Choquée par cet acte de censure, la rédaction n’a pas tardé à réagir : arguant que le retrait inopiné de l’article violait la loi sur les médias, elle a saisi le parquet le 26 juillet. Quelques heures plus tard, le rédacteur en chef Nikolaï Mazourine était licencié et les journalistes n’avaient plus accès au site du magazine. Le 30 juillet, la rédaction a appelé à l’aide le groupe américain Forbes Media, qui conserve théoriquement un droit de regard sur les titres qui exploitent la marque à travers le monde. Ce dernier n’a pour l’heure pas officiellement réagi.
Cette crise ouverte confirme les inquiétudes suscitées par une loi de 2014 qui, en limitant drastiquement les investissements étrangers dans les médias, a favorisé la reprise en main de certains fleurons de la presse indépendante. Dès son adoption, Forbes Russia, propriété de l’investisseur allemand Axel Springer dont les investigations déplaisaient au pouvoir russe, a été vu comme l’une des principales cibles de cette loi.
Fin 2015, Axel Springer a été contraint de céder le magazine au groupe ACMG, propriété du magnat russe de la publicité et de la presse glamour Alexandre Fedotov. Ce dernier a rapidement annoncé que Forbes Russia était d’après lui “un peu trop politisé”. Le mensuel s’est mis à publier de plus en plus d’articles à caractère publicitaire. A partir du printemps 2017, Alexandre Fedotov a cherché à modifier la charte éditoriale, inspirée de celle de Forbes USA, pour pouvoir peser sur la ligne éditoriale. Le rédacteur en chef Nikolaï Ouskov, qui s’y refusait, a été licencié en juin 2018.

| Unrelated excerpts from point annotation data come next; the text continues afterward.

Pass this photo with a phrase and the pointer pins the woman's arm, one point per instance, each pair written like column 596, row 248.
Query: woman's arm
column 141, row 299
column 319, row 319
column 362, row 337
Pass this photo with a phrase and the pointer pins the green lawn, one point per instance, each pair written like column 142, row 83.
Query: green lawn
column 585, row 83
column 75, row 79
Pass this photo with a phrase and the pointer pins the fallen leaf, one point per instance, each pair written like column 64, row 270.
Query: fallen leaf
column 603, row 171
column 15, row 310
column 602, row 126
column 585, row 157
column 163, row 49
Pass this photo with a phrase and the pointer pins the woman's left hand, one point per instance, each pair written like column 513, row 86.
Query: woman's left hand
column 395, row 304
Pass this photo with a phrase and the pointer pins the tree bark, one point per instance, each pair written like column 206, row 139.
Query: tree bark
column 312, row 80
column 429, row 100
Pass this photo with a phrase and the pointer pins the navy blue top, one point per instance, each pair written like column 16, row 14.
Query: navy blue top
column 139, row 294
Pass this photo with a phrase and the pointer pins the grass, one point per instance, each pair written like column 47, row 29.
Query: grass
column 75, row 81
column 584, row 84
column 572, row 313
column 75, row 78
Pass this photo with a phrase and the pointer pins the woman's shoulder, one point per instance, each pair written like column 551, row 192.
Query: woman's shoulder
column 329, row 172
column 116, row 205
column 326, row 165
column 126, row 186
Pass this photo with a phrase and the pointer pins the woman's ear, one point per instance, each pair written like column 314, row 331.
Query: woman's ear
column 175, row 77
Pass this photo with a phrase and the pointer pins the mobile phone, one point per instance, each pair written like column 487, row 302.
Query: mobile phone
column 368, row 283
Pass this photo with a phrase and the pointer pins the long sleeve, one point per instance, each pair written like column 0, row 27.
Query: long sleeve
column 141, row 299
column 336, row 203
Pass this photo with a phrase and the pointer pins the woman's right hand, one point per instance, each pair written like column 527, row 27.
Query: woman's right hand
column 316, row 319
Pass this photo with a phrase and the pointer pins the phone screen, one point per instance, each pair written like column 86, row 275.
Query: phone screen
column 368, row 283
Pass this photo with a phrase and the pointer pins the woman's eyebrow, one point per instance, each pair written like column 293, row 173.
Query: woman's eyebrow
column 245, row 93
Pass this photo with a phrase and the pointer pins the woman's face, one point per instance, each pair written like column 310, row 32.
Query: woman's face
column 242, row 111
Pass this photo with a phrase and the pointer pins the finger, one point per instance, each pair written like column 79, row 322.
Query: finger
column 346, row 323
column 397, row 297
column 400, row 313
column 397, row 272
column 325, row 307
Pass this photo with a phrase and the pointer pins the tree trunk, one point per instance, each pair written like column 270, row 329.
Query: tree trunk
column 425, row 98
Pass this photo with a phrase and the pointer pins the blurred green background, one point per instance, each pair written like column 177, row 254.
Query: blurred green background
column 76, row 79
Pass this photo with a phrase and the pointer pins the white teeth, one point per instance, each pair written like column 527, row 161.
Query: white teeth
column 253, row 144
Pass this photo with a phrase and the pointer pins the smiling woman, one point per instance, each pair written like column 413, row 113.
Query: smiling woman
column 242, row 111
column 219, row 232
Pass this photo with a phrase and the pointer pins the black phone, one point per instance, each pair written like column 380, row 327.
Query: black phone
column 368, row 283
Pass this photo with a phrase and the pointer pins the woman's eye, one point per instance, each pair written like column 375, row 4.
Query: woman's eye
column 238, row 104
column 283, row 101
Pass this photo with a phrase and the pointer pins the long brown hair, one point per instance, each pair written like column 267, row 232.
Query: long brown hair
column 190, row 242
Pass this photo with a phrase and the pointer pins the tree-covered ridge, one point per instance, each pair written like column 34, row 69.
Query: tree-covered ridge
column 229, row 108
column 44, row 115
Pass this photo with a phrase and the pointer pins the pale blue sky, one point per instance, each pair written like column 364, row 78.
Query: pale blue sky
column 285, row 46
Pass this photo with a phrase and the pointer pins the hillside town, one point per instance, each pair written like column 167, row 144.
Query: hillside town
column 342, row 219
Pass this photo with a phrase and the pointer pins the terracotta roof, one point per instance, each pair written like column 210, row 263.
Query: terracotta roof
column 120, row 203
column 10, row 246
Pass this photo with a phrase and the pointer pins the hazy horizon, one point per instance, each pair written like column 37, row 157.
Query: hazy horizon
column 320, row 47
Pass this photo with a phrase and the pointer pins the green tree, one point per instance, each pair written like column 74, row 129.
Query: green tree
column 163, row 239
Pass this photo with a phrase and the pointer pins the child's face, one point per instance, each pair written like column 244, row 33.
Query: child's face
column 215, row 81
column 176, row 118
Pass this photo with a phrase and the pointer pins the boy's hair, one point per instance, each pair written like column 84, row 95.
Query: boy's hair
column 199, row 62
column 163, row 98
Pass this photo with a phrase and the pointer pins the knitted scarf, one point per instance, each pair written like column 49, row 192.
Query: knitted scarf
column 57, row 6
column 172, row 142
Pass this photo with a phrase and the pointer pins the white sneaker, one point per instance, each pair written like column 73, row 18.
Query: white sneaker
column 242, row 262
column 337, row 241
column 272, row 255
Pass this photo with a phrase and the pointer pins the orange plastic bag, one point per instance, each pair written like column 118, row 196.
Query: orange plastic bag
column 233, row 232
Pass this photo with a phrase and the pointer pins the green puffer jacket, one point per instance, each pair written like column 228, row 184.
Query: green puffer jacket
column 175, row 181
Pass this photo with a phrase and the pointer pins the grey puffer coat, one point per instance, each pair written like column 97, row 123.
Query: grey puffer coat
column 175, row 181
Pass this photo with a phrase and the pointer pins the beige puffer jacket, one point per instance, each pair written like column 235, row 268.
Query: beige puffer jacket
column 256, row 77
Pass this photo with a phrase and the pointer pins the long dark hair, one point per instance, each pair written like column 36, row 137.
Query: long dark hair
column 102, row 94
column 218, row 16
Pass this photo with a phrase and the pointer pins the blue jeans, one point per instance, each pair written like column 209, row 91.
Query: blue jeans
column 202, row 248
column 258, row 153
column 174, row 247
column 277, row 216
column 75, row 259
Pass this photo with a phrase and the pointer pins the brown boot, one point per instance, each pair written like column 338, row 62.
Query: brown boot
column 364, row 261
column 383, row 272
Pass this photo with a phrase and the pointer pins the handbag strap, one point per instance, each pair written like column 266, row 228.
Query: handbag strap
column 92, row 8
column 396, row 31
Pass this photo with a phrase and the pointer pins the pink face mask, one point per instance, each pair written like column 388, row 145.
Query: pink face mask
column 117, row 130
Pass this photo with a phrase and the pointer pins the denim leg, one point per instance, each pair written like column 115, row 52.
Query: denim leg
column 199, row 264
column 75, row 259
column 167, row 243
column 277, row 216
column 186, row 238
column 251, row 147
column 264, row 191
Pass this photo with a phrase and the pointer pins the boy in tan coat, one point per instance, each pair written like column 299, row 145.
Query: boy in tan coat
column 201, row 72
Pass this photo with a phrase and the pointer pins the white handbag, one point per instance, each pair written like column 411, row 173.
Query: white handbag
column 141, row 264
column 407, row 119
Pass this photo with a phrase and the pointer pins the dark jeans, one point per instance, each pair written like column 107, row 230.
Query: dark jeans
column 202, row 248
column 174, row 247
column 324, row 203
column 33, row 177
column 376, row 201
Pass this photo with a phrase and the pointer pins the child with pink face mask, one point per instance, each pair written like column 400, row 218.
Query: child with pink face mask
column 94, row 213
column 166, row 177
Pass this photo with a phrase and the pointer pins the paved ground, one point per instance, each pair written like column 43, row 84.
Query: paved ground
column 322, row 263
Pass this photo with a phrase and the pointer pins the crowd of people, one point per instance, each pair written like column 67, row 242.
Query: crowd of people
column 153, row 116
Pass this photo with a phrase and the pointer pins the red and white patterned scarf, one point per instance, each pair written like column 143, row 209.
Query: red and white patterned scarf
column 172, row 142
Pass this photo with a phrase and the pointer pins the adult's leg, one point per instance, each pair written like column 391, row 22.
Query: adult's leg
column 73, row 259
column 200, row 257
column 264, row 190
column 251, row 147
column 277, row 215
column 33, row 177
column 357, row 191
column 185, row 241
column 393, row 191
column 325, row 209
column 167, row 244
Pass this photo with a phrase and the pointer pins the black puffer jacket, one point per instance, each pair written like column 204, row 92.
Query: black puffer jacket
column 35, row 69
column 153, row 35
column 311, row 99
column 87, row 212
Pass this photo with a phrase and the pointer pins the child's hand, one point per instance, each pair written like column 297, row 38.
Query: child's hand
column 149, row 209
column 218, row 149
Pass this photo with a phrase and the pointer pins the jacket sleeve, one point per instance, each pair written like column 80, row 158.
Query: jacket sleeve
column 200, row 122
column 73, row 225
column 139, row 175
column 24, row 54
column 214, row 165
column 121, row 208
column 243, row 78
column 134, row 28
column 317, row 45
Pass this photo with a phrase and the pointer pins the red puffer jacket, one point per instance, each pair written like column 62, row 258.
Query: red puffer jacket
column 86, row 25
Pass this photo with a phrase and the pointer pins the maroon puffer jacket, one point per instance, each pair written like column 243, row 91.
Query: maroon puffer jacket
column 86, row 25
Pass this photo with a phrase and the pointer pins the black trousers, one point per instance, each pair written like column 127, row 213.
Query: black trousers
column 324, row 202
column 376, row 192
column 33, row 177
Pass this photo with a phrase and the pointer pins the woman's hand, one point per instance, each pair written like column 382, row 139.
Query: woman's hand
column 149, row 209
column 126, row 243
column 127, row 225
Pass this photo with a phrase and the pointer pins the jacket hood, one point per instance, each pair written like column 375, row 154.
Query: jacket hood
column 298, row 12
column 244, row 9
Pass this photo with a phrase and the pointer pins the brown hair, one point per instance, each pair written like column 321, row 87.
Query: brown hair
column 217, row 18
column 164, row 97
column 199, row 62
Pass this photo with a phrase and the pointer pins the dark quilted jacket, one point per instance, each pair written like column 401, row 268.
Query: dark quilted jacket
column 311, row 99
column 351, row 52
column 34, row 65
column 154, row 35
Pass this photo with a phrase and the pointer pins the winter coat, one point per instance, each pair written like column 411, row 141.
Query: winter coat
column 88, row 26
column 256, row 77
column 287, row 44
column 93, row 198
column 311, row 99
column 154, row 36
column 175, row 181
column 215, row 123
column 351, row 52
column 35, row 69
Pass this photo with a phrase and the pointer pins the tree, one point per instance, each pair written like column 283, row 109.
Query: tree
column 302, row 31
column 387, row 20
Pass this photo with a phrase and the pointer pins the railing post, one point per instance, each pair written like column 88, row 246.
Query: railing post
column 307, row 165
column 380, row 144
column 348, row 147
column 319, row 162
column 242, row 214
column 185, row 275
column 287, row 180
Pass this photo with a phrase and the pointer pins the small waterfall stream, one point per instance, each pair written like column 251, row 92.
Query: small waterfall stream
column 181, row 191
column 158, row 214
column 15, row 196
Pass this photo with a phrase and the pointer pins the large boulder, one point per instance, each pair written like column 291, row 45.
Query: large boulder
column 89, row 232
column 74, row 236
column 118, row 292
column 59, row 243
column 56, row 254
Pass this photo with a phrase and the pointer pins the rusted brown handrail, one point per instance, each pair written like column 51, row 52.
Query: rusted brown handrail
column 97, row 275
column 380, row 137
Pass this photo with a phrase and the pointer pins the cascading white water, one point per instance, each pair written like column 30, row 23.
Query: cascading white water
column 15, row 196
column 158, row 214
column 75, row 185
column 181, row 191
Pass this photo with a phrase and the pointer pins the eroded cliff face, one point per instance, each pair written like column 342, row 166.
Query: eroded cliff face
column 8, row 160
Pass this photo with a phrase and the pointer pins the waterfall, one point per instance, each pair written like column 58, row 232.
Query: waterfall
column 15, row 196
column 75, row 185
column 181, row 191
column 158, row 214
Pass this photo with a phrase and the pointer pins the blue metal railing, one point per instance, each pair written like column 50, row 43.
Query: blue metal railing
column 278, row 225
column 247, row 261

“Nous apportons tout notre soutien à la rédaction de Forbes Russia, en lutte pour sauver son indépendance éditoriale, déclare le responsable du bureau Europe de l’Est et Asie centrale de RSF, Johann Bihr. La censure dont elle a été victime doit être considérée comme une violation patente de la loi sur les médias et un cas d’obstruction à l’activité professionnelle de journalistes. Nous demandons au groupe Forbes Media de mettre un coup d’arrêt aux ingérences d’Alexandre Fedotov dans la politique éditoriale du magazine, sans quoi le prestige international de la marque risque d’en être sérieusement amoindri.”
ACMG assure que l’article sur les frères Magomedov a été retiré pour en éliminer tout risque juridique. Mais si les juristes de Forbes Russia avaient dressé une liste de remarques, c’était à la demande expresse d’ACMG, et l’article avait bien été modifié pour en tenir compte avant d’être validé par le rédacteur en chef et envoyé pour impression. La firme des frères Magomedov a par ailleurs fait savoir qu’elle n’avait aucune intention de porter plainte contre le mensuel.
Fort de la solide réputation du magazine américain fondé en 1917, le groupe Forbes Media, détenu par des investisseurs hongkongais et la famille Forbes, gère une quinzaine de franchises internationales. La maison mère dispose en principe d’un droit de veto sur les décisions clé de ses franchisés, dont la nomination des rédacteurs en chef.
La Russie occupe la 148e place sur 180 au Classement mondial de la liberté de la presse 2018, établi par RSF.